Component n of the concentration flux vector (n = 1, 2, 3).

TEMP

Magnitude of the applied temperature field.

Whole element variables:

ESOL

Amount of solute in the element, calculated as the sum of ISOL over all the element integration points.

NFLUX

Fluxes at the nodes of the element caused by mass diffusion in the element.

FLUXS

Distributed mass flux applied to an element.

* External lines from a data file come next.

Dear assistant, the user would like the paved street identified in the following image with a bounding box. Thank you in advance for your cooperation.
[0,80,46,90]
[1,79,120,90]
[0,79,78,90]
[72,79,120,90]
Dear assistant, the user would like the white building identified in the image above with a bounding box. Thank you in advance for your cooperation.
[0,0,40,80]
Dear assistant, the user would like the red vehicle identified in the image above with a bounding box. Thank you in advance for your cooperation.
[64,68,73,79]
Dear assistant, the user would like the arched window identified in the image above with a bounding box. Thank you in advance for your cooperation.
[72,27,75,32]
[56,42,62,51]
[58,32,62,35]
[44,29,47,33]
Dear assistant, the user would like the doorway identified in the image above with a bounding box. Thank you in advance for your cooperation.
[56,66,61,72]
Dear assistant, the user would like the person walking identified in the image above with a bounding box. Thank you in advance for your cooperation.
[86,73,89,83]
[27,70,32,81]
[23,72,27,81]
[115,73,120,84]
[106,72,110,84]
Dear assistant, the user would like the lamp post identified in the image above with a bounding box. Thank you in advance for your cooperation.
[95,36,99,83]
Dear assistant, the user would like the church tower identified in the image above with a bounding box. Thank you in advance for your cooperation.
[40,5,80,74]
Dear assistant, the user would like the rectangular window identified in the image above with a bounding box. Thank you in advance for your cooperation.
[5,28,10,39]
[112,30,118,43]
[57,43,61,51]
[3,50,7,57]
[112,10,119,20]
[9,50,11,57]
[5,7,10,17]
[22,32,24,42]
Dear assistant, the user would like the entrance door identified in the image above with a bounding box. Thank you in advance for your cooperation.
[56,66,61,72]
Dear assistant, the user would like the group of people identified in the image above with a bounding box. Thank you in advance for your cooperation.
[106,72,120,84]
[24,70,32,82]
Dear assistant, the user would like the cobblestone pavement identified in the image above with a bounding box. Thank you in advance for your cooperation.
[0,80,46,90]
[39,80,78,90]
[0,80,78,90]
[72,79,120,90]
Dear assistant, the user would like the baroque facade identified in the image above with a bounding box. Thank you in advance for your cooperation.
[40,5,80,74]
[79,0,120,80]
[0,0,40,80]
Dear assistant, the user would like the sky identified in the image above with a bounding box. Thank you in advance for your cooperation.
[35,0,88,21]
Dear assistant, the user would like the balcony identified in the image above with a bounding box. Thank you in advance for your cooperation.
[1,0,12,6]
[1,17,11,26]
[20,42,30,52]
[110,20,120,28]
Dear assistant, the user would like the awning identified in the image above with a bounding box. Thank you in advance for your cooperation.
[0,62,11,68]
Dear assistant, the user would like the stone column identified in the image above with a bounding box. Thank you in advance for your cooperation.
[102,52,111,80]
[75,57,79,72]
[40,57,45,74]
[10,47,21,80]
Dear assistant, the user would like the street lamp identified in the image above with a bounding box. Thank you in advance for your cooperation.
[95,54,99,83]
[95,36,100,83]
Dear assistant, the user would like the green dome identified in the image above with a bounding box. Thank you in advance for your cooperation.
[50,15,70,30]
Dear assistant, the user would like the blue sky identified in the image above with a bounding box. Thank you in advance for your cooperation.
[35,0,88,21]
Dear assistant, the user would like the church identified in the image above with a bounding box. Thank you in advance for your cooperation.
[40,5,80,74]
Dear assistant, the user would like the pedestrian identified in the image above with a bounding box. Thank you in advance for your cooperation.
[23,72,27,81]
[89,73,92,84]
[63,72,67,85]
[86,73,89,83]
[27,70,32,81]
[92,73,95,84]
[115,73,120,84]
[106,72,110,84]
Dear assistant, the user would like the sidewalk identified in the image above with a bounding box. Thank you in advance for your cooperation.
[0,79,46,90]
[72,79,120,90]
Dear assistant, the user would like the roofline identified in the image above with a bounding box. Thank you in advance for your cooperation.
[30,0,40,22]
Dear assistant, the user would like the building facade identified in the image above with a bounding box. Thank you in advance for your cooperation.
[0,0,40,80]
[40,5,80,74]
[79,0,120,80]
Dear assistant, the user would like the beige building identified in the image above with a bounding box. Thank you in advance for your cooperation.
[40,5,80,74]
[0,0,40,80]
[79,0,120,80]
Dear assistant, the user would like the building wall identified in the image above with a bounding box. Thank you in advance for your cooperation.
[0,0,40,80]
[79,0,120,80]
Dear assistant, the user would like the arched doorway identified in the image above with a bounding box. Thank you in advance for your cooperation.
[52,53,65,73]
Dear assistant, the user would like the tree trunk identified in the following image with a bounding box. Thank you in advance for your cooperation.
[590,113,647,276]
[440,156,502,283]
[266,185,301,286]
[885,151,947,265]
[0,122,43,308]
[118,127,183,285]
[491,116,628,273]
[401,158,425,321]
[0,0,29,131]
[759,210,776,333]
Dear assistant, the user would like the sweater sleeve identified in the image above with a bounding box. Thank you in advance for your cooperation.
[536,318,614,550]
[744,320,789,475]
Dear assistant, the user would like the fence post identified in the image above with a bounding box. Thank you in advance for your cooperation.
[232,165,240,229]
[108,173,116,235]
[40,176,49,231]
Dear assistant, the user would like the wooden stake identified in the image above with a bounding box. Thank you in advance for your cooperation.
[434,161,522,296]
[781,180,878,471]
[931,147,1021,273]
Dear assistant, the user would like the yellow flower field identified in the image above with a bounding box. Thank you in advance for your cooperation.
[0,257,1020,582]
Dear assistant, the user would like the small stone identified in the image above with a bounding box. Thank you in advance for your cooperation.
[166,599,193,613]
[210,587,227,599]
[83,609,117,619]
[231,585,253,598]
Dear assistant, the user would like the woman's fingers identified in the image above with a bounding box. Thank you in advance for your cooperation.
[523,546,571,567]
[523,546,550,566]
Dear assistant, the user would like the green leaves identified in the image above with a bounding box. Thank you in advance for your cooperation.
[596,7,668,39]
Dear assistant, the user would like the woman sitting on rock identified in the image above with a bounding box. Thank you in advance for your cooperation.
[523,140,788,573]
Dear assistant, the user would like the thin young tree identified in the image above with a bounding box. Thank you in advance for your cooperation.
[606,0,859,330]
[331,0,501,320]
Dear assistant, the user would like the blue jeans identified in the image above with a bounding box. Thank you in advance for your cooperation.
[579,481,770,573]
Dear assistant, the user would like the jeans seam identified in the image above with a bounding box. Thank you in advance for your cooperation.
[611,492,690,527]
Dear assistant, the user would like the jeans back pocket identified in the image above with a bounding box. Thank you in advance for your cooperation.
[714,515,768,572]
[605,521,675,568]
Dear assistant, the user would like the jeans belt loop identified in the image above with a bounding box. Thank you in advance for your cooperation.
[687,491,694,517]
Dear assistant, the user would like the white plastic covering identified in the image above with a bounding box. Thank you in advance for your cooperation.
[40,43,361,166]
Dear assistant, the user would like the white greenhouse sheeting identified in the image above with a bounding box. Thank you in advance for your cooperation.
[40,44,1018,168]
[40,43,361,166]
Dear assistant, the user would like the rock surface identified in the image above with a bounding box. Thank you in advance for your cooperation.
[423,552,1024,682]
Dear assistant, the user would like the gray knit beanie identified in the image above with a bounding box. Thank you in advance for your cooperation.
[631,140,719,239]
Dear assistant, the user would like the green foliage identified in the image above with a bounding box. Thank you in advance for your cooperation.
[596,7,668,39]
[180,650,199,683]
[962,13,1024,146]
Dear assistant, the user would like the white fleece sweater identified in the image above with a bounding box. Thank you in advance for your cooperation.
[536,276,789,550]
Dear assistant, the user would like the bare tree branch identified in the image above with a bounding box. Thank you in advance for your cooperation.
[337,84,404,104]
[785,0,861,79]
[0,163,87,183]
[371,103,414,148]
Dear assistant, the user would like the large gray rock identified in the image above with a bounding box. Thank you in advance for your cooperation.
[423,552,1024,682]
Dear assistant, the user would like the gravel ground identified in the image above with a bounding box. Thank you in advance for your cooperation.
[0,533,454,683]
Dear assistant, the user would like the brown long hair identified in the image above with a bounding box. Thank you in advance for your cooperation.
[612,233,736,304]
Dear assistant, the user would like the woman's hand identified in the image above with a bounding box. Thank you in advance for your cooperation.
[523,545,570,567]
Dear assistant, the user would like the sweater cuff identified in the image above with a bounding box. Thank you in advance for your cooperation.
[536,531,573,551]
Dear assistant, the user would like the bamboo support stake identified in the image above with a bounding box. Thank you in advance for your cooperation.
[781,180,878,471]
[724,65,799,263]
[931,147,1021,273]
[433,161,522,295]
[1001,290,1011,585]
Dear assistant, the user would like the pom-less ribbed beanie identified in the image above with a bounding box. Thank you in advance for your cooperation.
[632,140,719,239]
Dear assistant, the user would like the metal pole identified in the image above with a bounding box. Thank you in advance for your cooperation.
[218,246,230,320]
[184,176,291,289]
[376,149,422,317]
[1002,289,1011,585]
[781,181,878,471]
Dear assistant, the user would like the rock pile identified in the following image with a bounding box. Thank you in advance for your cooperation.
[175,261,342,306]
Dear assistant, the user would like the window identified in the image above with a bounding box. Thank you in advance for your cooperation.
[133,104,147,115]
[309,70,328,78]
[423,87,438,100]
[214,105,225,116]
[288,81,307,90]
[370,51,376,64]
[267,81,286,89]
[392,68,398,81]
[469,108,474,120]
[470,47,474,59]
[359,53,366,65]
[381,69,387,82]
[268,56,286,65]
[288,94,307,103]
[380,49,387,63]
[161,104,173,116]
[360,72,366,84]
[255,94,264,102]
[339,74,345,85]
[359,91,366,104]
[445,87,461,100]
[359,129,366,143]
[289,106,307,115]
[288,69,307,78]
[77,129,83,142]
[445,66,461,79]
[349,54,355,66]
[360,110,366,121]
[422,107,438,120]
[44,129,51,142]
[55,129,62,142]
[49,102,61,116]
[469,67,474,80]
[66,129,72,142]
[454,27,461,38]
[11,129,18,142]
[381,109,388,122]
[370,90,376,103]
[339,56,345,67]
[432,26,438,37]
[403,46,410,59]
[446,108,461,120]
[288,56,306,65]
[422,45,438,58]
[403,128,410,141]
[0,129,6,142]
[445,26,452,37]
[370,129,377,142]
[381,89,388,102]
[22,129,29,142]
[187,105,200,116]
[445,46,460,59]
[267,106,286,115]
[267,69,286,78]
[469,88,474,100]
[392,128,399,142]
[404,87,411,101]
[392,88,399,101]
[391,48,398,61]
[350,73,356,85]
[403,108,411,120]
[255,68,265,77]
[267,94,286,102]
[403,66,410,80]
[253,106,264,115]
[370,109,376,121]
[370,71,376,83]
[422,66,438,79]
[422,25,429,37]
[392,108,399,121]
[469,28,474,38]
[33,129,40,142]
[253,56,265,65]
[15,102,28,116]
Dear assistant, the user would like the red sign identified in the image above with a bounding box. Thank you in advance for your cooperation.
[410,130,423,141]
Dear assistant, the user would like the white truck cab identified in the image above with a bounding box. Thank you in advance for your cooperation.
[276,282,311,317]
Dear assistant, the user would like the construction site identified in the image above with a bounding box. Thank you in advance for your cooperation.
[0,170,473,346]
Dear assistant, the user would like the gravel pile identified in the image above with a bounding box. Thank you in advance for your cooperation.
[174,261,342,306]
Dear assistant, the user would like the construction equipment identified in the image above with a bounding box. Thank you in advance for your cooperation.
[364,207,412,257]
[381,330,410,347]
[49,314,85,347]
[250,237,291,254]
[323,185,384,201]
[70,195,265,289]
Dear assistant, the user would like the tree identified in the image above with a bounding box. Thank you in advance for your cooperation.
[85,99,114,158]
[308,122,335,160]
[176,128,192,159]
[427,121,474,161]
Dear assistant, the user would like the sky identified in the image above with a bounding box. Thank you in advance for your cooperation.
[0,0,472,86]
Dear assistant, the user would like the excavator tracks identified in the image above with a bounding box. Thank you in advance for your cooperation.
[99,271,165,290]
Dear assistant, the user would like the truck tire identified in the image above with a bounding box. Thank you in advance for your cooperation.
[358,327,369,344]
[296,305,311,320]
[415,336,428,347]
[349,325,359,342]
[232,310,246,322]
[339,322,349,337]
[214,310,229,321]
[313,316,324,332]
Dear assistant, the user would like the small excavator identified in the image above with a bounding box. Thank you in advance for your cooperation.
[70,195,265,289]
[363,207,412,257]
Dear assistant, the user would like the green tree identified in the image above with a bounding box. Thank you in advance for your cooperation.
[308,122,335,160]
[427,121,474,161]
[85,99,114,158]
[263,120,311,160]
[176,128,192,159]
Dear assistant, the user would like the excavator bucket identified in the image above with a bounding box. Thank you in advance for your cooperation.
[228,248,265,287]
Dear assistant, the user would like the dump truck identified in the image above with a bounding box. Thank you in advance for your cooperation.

Whole or partial model variables:

SOL

Amount of solute in the model or specified element set, calculated as the sum of ESOL over all the elements in the model or set.

Nodal variables:

CFL

All concentrated flux values.

CFLn

Concentrated flux value n at a node (n = 11).

NNC

All normalized concentration values at a node.

NNCn

Normalized concentration degree of freedom n at a node (n = 11).

RFL

All reaction flux values (conjugate to normalized concentration).

RFLn

Reaction flux value n at a node (n = 11) (conjugate to normalized concentration).

Input File Template

The following template is representative of a three-step mass diffusion analysis. The first step establishes an initial steady-state concentration distribution of a diffusing material. In the second step equivalent pressure stresses are read from a fully coupled temperature-displacement analysis and the transient mass diffusion response is obtained for the case of mechanical loading of the body. In the final step a temperature field is read from a fully coupled temperature-displacement analysis and the transient mass diffusion response is calculated for the case of heating and cooling the body in which diffusion occurs. An example problem that follows this template is Thermomechanical diffusion of hydrogen in a bending beam.

HEADINGMATERIAL,NAME=mat1
SOLUBILITY
Data lines to define solubility
DIFFUSIVITY
Data lines to define diffusivity
KAPPA,TYPE=TEMP
Data lines to define diffusion driven by temperature gradients
KAPPA,TYPE=PRESS
Data lines to define diffusion driven by gradients of equivalent pressure stress
INITIAL CONDITIONS,TYPE=TEMPERATURE
Data lines to define an initial temperature field
INITIAL CONDITIONS,TYPE=CONCENTRATION
Data lines to define initial nodal values of normalized concentration
INITIAL CONDITIONS,TYPE=PRESSURE STRESS
Data lines to define initial nodal values of equivalent pressure stress
AMPLITUDE,NAME=name
Data lines to define amplitude variations
**
STEP
Step 1 - steady-state solution
MASS DIFFUSION,STEADY STATE
Data line to define incrementation
BOUNDARY
Data lines to prescribe nodal values of normalized concentration
EL FILE
Data lines to define element integration output to the results file
NODE FILE
Data lines to define nodal output to the results file
END STEP
**
STEP
Step 2 - transient analysis driven by pressure stress gradients
MASS DIFFUSION,DCMAX=dcmax,END=SS
Data line to define incrementation
BOUNDARY
Data lines to prescribe nodal values of normalized concentration
PRESSURE STRESS,FILE=name
EL FILE
Data lines to define element integration output to the results file
NODE FILE
Data lines to define nodal output to the results file
END STEP
**
STEP
Step 3 - transient analysis driven by temperature gradients
MASS DIFFUSION,DCMAX=dcmax,END=SS
Data line to define incrementation
BOUNDARY
Data lines to prescribe nodal values of normalized concentration
TEMPERATURE,FILE=name
EL FILE
Data lines to define element integration output to the results file
NODE FILE
Data lines to define nodal output to the results file
END STEP

References

  1. Crank J. The Mathematics of Diffusion, Clarendon Press , Oxford , 1956.